Emboldened by Mazda’s success, some car makers returned to the fold. Fiat launched its sweet and pretty Barchetta (little boat), Alfa Romeo reintroduced the Spider, hoping to ride a tide of roadster (and Graduate) nostalgia; Honda made the high-revving S2000; even Pontiac sold an inexpensive open-top two-seater, the Solstice. The Brits, their intellectual property impugned (nay, improved), briefly came back – remember the MGF? This was a typical Rover Group car: over-complicated, over budget and overwhelmed in the showroom by the MX-5.
For the new Mk4, Mazda focused on improving the best of all MX-5s: the first one. This was the smallest, the lightest, the most agile, the most driver focused. The Mk2 and Mk3 iterations, though unmistakably members of the same noble family, were beefier beasts, more benumbed. Some of that old zestfulness was missing.
So what are the key ingredients that differentiate a ‘British’ roadster from other sporting cars, such as a hot hatch or a pricey Porsche? First, it must be light and small. The Mk4 MX-5 is 55mm shorter than the diminutive original and weighs just 975kg – that’s 150kg less than the (recently deceased) Mini Roadster, a car which brazenly promoted its English roadster roots rather than, as the MX-5 does, subtly conveying the breed’s charm. That’s also 200kg lighter than a Fiesta ST.

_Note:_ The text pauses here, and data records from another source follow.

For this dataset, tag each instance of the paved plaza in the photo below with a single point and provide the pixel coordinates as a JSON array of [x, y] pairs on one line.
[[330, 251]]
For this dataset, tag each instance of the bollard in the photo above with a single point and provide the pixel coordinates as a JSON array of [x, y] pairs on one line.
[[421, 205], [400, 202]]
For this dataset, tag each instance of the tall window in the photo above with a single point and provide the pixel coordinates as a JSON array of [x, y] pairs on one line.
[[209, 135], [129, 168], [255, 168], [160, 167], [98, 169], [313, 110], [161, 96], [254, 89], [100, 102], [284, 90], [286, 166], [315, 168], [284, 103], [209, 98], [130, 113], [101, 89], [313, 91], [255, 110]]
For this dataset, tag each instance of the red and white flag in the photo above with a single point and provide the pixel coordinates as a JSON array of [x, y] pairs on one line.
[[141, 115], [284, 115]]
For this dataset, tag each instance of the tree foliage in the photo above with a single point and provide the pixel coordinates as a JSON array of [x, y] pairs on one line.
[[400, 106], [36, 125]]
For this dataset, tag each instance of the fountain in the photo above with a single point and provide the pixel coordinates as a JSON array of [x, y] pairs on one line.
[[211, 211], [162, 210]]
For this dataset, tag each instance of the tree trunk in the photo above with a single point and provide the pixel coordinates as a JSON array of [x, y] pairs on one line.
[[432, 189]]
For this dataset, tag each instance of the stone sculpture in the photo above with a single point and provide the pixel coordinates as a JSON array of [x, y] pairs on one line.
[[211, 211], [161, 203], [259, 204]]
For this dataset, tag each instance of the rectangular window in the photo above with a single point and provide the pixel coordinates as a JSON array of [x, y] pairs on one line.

Second, it must be rear-wheel drive. For ultimate balance, agility and steerabiity, nothing else will really do. (Ferrari, BMW, Porsche and Lotus – the long-term masters of driving enjoyment – all know this; Alfa Romeo is belatedly rediscovering it.)
Third, it should have two seats only, for more intimacy and less bulk. Plus it should be naturally aspirated, without the huff and puff of a frenzied turbo. Of course, you must rev the engine to generate thrills, but that’s half the fun. Then there’s the sensory wind-in-the-hair pleasure, accessible by the most deliciously easy (manual!) folding roof, one-handed and executed in seconds. Finally, a good ‘British’ roadster must be inexpensive. Happily, the entry level 1.5-litre MX-5 – all you need – is just over £18,000.
The British roadster’s golden age was indeed long ago, in a carefree driving environment far removed from today’s strictures and constraints. Yet the latest MX-5 could well be the ultimate expression of this happy genre.